# Digital canvas size



## Fox3 (May 24, 2009)

I keep having problems drawing heads because I draw things in a small canvas.
I suppose I should start big and scale it down(as people keep telling me that) But noone did mention how big "big" is.
So, for those who scale down, how big do you start?


----------



## Grimfang (May 24, 2009)

That's something I always wondered, but recently, I've been giving myself 2000x2000 pixel canvas areas.

Example: http://www.furaffinity.net/view/2319740
I started off with 2000x2000, and zoomed out to a 66% view to do the basic sketch. Once I started working on more details, I zoomed in further for all that. I wound up with a lot of unused space, and resized the final product down to 800x723, after cropping out some of the extra space.

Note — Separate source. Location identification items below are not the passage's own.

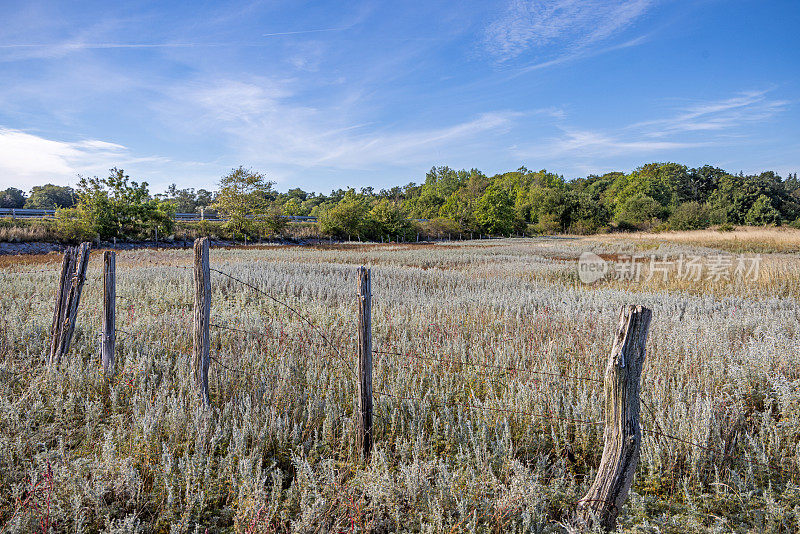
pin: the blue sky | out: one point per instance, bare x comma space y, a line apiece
322, 95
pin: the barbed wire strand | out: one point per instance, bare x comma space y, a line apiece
490, 366
294, 311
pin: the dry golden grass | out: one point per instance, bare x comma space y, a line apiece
742, 239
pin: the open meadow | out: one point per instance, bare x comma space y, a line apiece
487, 384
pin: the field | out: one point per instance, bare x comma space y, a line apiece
487, 390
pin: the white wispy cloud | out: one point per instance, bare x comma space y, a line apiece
725, 114
262, 122
563, 27
710, 123
33, 160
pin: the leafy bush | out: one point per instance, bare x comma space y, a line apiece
347, 218
118, 207
73, 225
244, 197
763, 213
639, 211
690, 216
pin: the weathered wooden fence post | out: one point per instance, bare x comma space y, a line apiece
109, 333
202, 318
68, 296
364, 362
623, 435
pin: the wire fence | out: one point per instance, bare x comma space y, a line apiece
444, 364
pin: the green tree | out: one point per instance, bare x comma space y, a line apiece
387, 219
119, 207
639, 211
762, 213
690, 216
244, 197
292, 207
51, 196
12, 198
494, 211
346, 218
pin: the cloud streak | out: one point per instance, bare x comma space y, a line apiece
559, 27
261, 121
712, 123
34, 160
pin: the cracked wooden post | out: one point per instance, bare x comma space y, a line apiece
109, 332
364, 362
623, 436
202, 318
68, 297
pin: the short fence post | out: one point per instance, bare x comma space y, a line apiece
202, 318
109, 334
623, 435
68, 297
364, 362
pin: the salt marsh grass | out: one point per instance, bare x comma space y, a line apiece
458, 447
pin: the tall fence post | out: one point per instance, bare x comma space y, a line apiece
623, 436
109, 334
202, 318
68, 296
364, 362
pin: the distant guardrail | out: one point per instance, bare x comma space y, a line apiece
23, 213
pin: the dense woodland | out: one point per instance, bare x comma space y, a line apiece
656, 196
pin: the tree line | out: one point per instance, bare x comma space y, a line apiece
655, 196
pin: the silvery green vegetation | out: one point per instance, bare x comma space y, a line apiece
457, 447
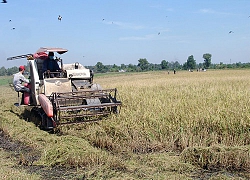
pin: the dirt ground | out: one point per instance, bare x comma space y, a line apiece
25, 156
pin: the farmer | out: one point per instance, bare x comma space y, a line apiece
19, 79
50, 66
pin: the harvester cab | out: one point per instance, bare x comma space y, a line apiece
69, 97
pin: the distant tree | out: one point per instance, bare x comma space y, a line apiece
207, 60
114, 68
11, 71
143, 64
100, 67
164, 64
191, 63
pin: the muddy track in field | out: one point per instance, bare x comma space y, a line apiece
25, 157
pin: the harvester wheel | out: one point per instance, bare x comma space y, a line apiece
35, 118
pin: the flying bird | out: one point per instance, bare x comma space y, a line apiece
59, 18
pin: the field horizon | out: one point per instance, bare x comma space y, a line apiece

It's better to have extra area that you won't even be using than to run out of area, or to be zooming in on single pixels for details. I don't even do heavy detail-work, and that's the least space I'll give myself at this point.


----------



## RailRide (May 25, 2009)

I start at 2552x3300. Why such an odd horizontal figure? It happpens to be the dimensions of a full-page scan when my scanner is set to 300dpi. It weighs in at 24MB in color, 8MB greyscale, and about 2MB for plain lineart.

The version that gets posted to the Web is resized to 750 pixels wide (or tall if the pic is horizontally oriented), and whatever the other figure turns out to be when screen proportions are locked. I archive the full-sized version (in a number of places) in case future edits are needed.

---PCJ


----------



## ElizabethAlexandraMary (May 25, 2009)

I usually take 2000 x 4000 when drawing people (no need to have the exact printed dimensions as you can always resize it once it's done), but once again this may be a little big as most computers will have performance issues on such sizes, with multiple layers.

(Else yes, for drawing other scenes with no specific dimensions, what has already been suggested is good, between 2000 and 3000.)


----------



## krisCrash (May 25, 2009)

I'm gonna be a pixel connoisseur here;
If you're going to resize it, try to get a whole multiplum; a reduction to 1/4th is smoother than one of some odd percentage. It's very obvious on ink drawings, but probably not too obvious if you resize by a lot. Reducing to 75% tends to show.

So with a goal of 800 x 800 in mind, make your sketch 200% larger rather than 150%.

The sizes suggested by the other posters are good. Don't go larger unless you're printing.


----------



## Tiarhlu (May 25, 2009)

You may want to consider dpi too. I tend to go about 5000 x 4000 at 400 dpi. Yeah that's huge, but I'm trying to keep my outlines looking thin so they don't stick out, but still have them thick enough that I can use the fill tool. ....unless someone can convince me not to. I'm always looking for better ways.


----------



## Kangamutt (May 25, 2009)

I start out at 1000x1000 @1200 dpi for sketching, then I resize the canvas to 2000x2000, and resize the image to my liking, and ink/colour. After, I crop the image (if necessary) and reduce the entire image by 50%.


----------



## krisCrash (May 25, 2009)

Guys what does DPI do at all if you're not printing it?

What else than pure pixel values matter?


----------



## TheKyleIsHere (May 25, 2009)

It's easier for me to do complete work if I go by real analogs.

I make digital canvases at the same sizes as my commissions 2.5x4, 4x5, 5x8, 8x10 and rarely, 9x12. Everything sits at 200 to 300 dpi putting my work at a reasonable resolution. Dpi is still necessary if you go by real values, even if you are not going to print. 

Dpi also has a large effect on just how much you can do. Working in 72 dpi is going to give you little room to do anything, unless your image is 10 inches across (a wopping 7200 pixels).

You don't want to make an image that is much more than 3000 pixels on any axis, unless you are printing for movie posters, billboards, etc.


----------



## krisCrash (May 25, 2009)

You mean 720 pixels?

10 inches at 72 dpi (dots per inch) will give you the same room to do anything as 2.4 inches at 300 dpi.

720 pixels is 720 pixels :B

All "resolution" tells is how much space those pixels take. You may of course set your monitor resolution. Mine is for instance roughly 100 dpi. The image files can't do anything about that.

A resolution is a relationship for calculating from pixels to inches. The internet cares not for inches.


----------



## TheKyleIsHere (May 25, 2009)

krisCrash said:


> You mean 720 pixels?
> 
> 10 inches at 72 dpi (dots per inch) will give you the same room to do anything as 2.4 inches at 300 dpi.
> 
> ...


  Sorry! Woops, my math is off, I am tired


----------



## Noben (Jun 17, 2009)

Good thread. I joined up at the forums to post a question on this very subject to see what everyone's personal resolutions are set to when arting.


----------



## Azerane (Jun 25, 2009)

I always knew that I started out way too small with digital art... it's been hard to change the habit though. One day I'll get there


----------